I don't really buy his argument. Lots of other companies with plenty of resources have been attacking this problem, including Facebook and Baidu. People have been talking about Go AIs for decades. If it was just a matter of throwing a few servers at Crazy Stone or another known Go algorithm, it would have been done already.

Smerity · on March 14, 2016

The companies may have plenty of resources but those resources were not solely dedicated to this problem. You mention Facebook and they were indeed on the verge of putting time into this with - though their team is far smaller (1-2 people) and they still used less compute resources. From the linked Miles article:

"Facebook’s darkfmcts3 is the only version I know of that definitely uses GPUs, and it uses 64 GPUs in the biggest version and 8 CPUs (so, more GPUs than single machine AlphaGo, but fewer CPUs). ... Darkfmcts3 achieved a solid 5d ranking, a 2-3 dan improvement over where it was just a few months earlier..."

cjbprime · on March 14, 2016

That can't be right. Amateurs do not beat pro players 25% of the time, yet single machine AlphaGo beats distributed AlphaGo 25% of the time.

emcq · on March 14, 2016

I don't think comparing win loss distributions is particularly insightful.

By a single machine winning many games relative to the distributed version, really it's just saying that the value/policy network is more important than the monte carlo tree search. The main difference is the number of tree search evaluations you can do; it doesn't seem like they have a more sophisticated model in the parallel version.

This suggests that there are systematic mistakes that the single 8 GPU machine makes compared to the distributed 280 GPU machine, but MCTS can smooth some of the individual mistakes over a bit.

I would suspect that the general Go-playing population of humans do not share some of the systematic mistakes, so you likely won't be able to project these win/loss distributions to playing humans.

simonh · on March 14, 2016

Then it would seem that AlphaGo on a single machine isn't equivalent to an Amateur. Presumably it's really good even when running in a single machine, and the marginal improvement for each additional machine tails off quite quickly.

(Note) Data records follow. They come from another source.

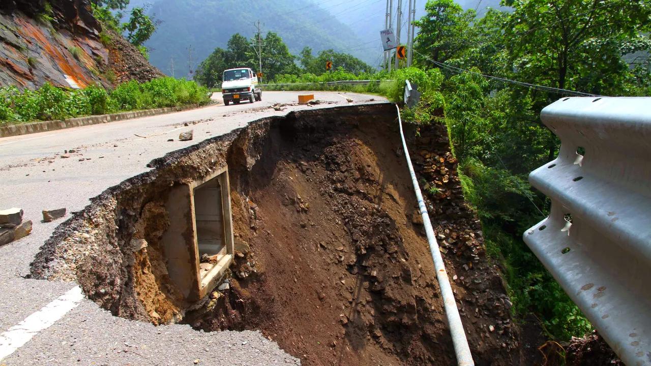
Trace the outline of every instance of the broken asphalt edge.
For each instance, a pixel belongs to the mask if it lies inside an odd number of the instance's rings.
[[[292,111],[284,115],[268,116],[251,120],[246,125],[235,128],[230,132],[206,139],[189,147],[167,152],[163,156],[155,158],[145,165],[149,170],[128,178],[118,184],[106,188],[99,195],[89,197],[88,199],[90,203],[81,210],[70,212],[70,216],[68,216],[68,219],[60,223],[43,245],[39,247],[38,252],[35,255],[30,263],[29,273],[25,276],[25,278],[51,280],[49,278],[51,275],[51,268],[49,268],[48,264],[57,259],[55,255],[57,247],[64,238],[70,236],[72,232],[81,230],[85,225],[84,220],[86,218],[90,217],[93,212],[98,212],[103,207],[110,204],[111,201],[120,192],[126,191],[133,186],[144,185],[155,181],[165,167],[178,163],[184,156],[216,143],[224,142],[230,144],[240,136],[243,131],[255,124],[266,122],[282,123],[283,120],[289,119],[305,115],[314,115],[314,114],[321,113],[323,111],[335,112],[350,111],[350,113],[360,113],[362,112],[362,109],[368,106],[383,107],[391,110],[393,110],[393,104],[390,102],[375,102],[353,106],[344,105],[315,109]],[[230,147],[227,148],[230,148]]]
[[[217,103],[210,103],[206,106],[215,105]],[[180,112],[188,109],[194,109],[202,107],[199,104],[189,104],[182,107],[169,107],[167,108],[156,108],[155,109],[145,109],[142,111],[132,111],[110,115],[99,115],[84,117],[71,118],[58,120],[43,120],[32,123],[21,124],[10,124],[0,126],[0,137],[20,136],[36,132],[55,131],[64,128],[72,128],[81,126],[90,126],[100,123],[107,123],[118,120],[124,120],[135,118],[146,117],[157,115],[163,115],[173,112]]]

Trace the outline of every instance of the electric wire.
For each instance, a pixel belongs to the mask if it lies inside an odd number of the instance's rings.
[[[532,28],[531,29],[529,29],[527,31],[523,31],[521,32],[516,33],[515,33],[515,35],[518,35],[518,36],[519,36],[519,35],[526,35],[527,33],[531,33],[531,32],[533,32],[534,31],[538,31],[539,29],[548,29],[549,27],[551,27],[553,25],[555,25],[556,24],[558,24],[559,23],[561,23],[561,21],[564,21],[566,20],[570,20],[570,19],[572,19],[572,18],[577,18],[577,16],[578,16],[585,15],[585,14],[588,14],[589,12],[594,12],[594,10],[596,10],[597,9],[600,9],[600,8],[604,8],[605,7],[609,7],[609,6],[613,5],[613,4],[616,4],[617,3],[621,3],[622,1],[624,1],[624,0],[615,0],[614,1],[612,1],[611,3],[607,3],[606,4],[603,4],[603,5],[601,5],[600,7],[597,7],[596,8],[592,8],[592,9],[590,9],[589,10],[587,10],[587,11],[585,11],[585,12],[581,12],[581,13],[575,14],[574,14],[572,16],[568,16],[567,18],[564,18],[563,19],[561,19],[559,20],[557,20],[556,21],[554,21],[553,23],[547,24],[547,25],[541,26],[541,27],[537,27],[536,28]],[[552,12],[550,12],[551,13]]]
[[[418,53],[421,56],[424,57],[426,59],[429,60],[430,61],[434,63],[435,64],[436,64],[437,66],[439,66],[443,67],[443,68],[447,68],[449,70],[450,70],[454,71],[455,72],[457,72],[458,74],[462,74],[463,72],[466,72],[466,73],[468,73],[468,74],[472,74],[473,75],[477,75],[477,76],[483,76],[484,77],[488,77],[488,78],[490,78],[490,79],[496,79],[496,80],[500,80],[500,81],[506,81],[507,83],[512,83],[513,84],[517,84],[517,85],[521,85],[521,86],[523,86],[523,87],[526,87],[531,88],[531,89],[537,89],[537,90],[539,90],[539,91],[547,91],[547,92],[551,91],[551,92],[564,92],[564,93],[566,93],[566,94],[574,94],[574,95],[577,95],[577,96],[604,96],[603,95],[599,95],[599,94],[590,94],[590,93],[583,92],[577,92],[577,91],[570,91],[570,90],[568,90],[568,89],[560,89],[560,88],[555,88],[555,87],[546,87],[544,85],[538,85],[537,84],[531,84],[531,83],[525,83],[523,81],[518,81],[517,80],[511,80],[510,79],[506,79],[505,77],[499,77],[498,76],[492,76],[490,75],[486,75],[486,74],[481,74],[480,72],[475,72],[474,71],[470,71],[469,70],[465,70],[464,68],[461,68],[460,67],[453,66],[451,66],[451,65],[449,65],[447,64],[445,64],[443,63],[441,63],[441,62],[439,62],[439,61],[434,61],[432,59],[431,59],[430,57],[428,57],[428,56],[426,56],[426,55],[423,55],[422,53],[421,53],[420,52],[419,52],[418,51],[417,51],[415,49],[413,49],[413,51],[415,52],[416,53]]]

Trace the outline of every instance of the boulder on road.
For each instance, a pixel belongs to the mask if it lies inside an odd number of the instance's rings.
[[[3,227],[14,227],[22,221],[23,210],[20,208],[14,207],[0,210],[0,226]]]
[[[59,208],[57,210],[43,210],[43,221],[45,222],[49,222],[52,220],[55,220],[59,218],[62,218],[66,216],[66,208]]]
[[[0,246],[14,241],[13,229],[0,229]]]
[[[194,130],[190,130],[189,131],[181,132],[181,134],[178,135],[178,139],[179,141],[187,141],[191,140],[193,134],[194,134]]]
[[[14,228],[14,240],[18,240],[29,235],[32,232],[32,221],[27,220]]]

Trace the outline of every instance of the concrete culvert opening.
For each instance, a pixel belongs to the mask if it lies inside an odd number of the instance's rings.
[[[259,330],[303,365],[454,364],[395,119],[291,113],[172,153],[60,227],[33,273],[117,316]],[[519,364],[445,127],[408,134],[476,364]]]

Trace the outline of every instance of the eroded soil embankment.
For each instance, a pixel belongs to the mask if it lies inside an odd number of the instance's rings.
[[[428,204],[469,342],[477,365],[519,364],[510,302],[446,136],[432,126],[410,144],[437,188]],[[157,243],[170,225],[161,207],[170,187],[227,163],[236,242],[249,250],[236,256],[230,289],[186,312],[161,269]],[[153,165],[60,228],[35,274],[76,277],[119,316],[260,329],[305,365],[454,363],[393,106],[263,120]]]

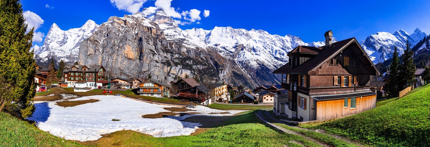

But when you're pitching it at a top class opponent in a match getting global coverage, you want all the incremental improvement you can get.

tarsinge · on March 14, 2016

It is a major AI breakthrough, but not the sci-fi like. AlphaGo is a true AI for Go in the sense that it develops intuition and anticipation by evaluating probabilities, same as any human player. A Go-specific philosophical zombie in short. And when we will have superhuman philosophical zombies for each problem, what will be the point of a general AI?

Edit: typo

tarsinge · on March 14, 2016

to add to that, even our brain seems to work with dedicated specialized sub system. Wild supposition but maybe general AI could be something like a load balancer/reverse proxy to lot of problem specific AI. When a human learns to play Go, is some small part of the brain retrained specifically for this task? If yes, then AlphaGo could in fact be a building block. Architecture would look like "reverse proxy" -> sub system dedicated to the learning process -> sub system trained for learning board games -> sub system trained for playing Go. Absolutely not expert so it surely has been thought by the way /wild disgression

simonh · on March 14, 2016

Marvin Minsky thought exactly along these lines. Check out the interview below, especially the last few minutes. All his interviews in that series are well worth watching.

http://youtu.be/wPeVMDYodN8

plywoodtrees · on March 16, 2016

> The hardware requirements were stunning (280 GPUs and 1920 CPUs for the largest variant)

Stunningly big, or stunningly small?

The CPUs would cost around $65/hour on Google Cloud. I can't immediately find pricing for GPUs on either Amazon or Google, but let's suppose it doubles that price.

It's pretty small potatoes.

Especially if you put it in the context of a project with ~15 researchers.

kotach · on March 14, 2016

Given Langford's locality vs globality argument this also gets quite obvious for the 4th game mistake and overconfidence that AlphaGo had. The rate of growth of the compounding error for local decision maker is going to cause these kinds of mistakes more often than not.